18 July 2017 Engineering

Logstash Persistent Queue

By Colin Surprenant

In Logstash 5.1, persistent queue was introduced as a beta feature. As of Logstash 5.4, it has been officially promoted to a GA feature. Persistent Queue (PQ) has been a top feature request and is now recommended for production usage. It enables stronger resiliency with local disk persistence and allows Logstash to locally spool data to smoothly handle ingestion throughput spikes. Additional info on PQs is available in the documentation.

Design

What is PQ

By default, Logstash uses in-memory queuing between the input and filter+output pipeline stages. If Logstash experiences a failure, the in-flight and in-memory data being processed will be lost.
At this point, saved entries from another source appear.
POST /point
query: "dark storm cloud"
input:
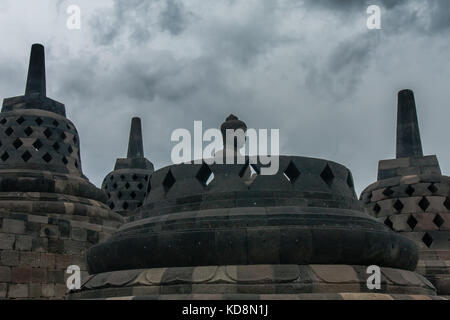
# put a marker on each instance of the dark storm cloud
(173, 18)
(135, 18)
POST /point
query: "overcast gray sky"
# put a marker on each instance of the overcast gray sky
(310, 68)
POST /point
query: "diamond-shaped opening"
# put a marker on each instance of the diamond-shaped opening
(447, 203)
(5, 156)
(26, 156)
(432, 188)
(20, 120)
(409, 190)
(28, 131)
(376, 208)
(48, 132)
(249, 172)
(9, 131)
(291, 173)
(47, 158)
(37, 144)
(169, 181)
(438, 221)
(350, 182)
(204, 175)
(424, 203)
(389, 223)
(398, 205)
(428, 240)
(17, 143)
(327, 175)
(388, 192)
(412, 222)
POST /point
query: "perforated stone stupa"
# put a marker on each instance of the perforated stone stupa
(49, 212)
(411, 196)
(204, 232)
(126, 186)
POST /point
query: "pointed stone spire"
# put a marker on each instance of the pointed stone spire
(408, 135)
(135, 146)
(36, 71)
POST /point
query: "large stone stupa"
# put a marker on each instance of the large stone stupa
(208, 232)
(412, 197)
(49, 212)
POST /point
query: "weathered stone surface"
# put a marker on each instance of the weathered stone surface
(44, 194)
(411, 196)
(126, 186)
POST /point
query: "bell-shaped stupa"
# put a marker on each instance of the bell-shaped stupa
(49, 212)
(126, 186)
(412, 197)
(205, 231)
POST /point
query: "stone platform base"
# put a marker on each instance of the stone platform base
(251, 282)
(435, 266)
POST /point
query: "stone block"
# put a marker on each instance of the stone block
(5, 274)
(7, 241)
(47, 260)
(3, 290)
(55, 276)
(31, 259)
(56, 246)
(40, 244)
(23, 243)
(10, 258)
(18, 291)
(35, 290)
(48, 290)
(79, 234)
(60, 290)
(39, 275)
(13, 226)
(49, 231)
(74, 247)
(21, 275)
(63, 261)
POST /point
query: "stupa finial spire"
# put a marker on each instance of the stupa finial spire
(408, 134)
(135, 145)
(36, 71)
In order to protect against data loss during abnormal termination, Logstash introduced the persistent queue feature which stores input data on disk as an adaptive buffer, and uses pipeline acknowledgement back to the persistent queue upon processing completion. Any unacknowledged data (not fully processed and outputted) will be replayed upon restarting Logstash.

PQ

Initial design goals

  • At-Least-Once delivery: The primary goal of the PQ design is to avoid data loss in case of abnormal failures and aim at providing At-Least-Once delivery guarantees. At-Least-Once delivery means that upon a failure, any unacknowledged data will be replayed when restarting Logstash. Depending on the failure conditions, At-Least-Once also means that already processed but unacknowledged data could be replayed and result in duplicate processing. This is the tradeoff of At-Least-Once; to aim for no-data-loss upon failures at the possible cost of having duplicate data. For more information about handing duplicates, see Suyog Rao’s blog post.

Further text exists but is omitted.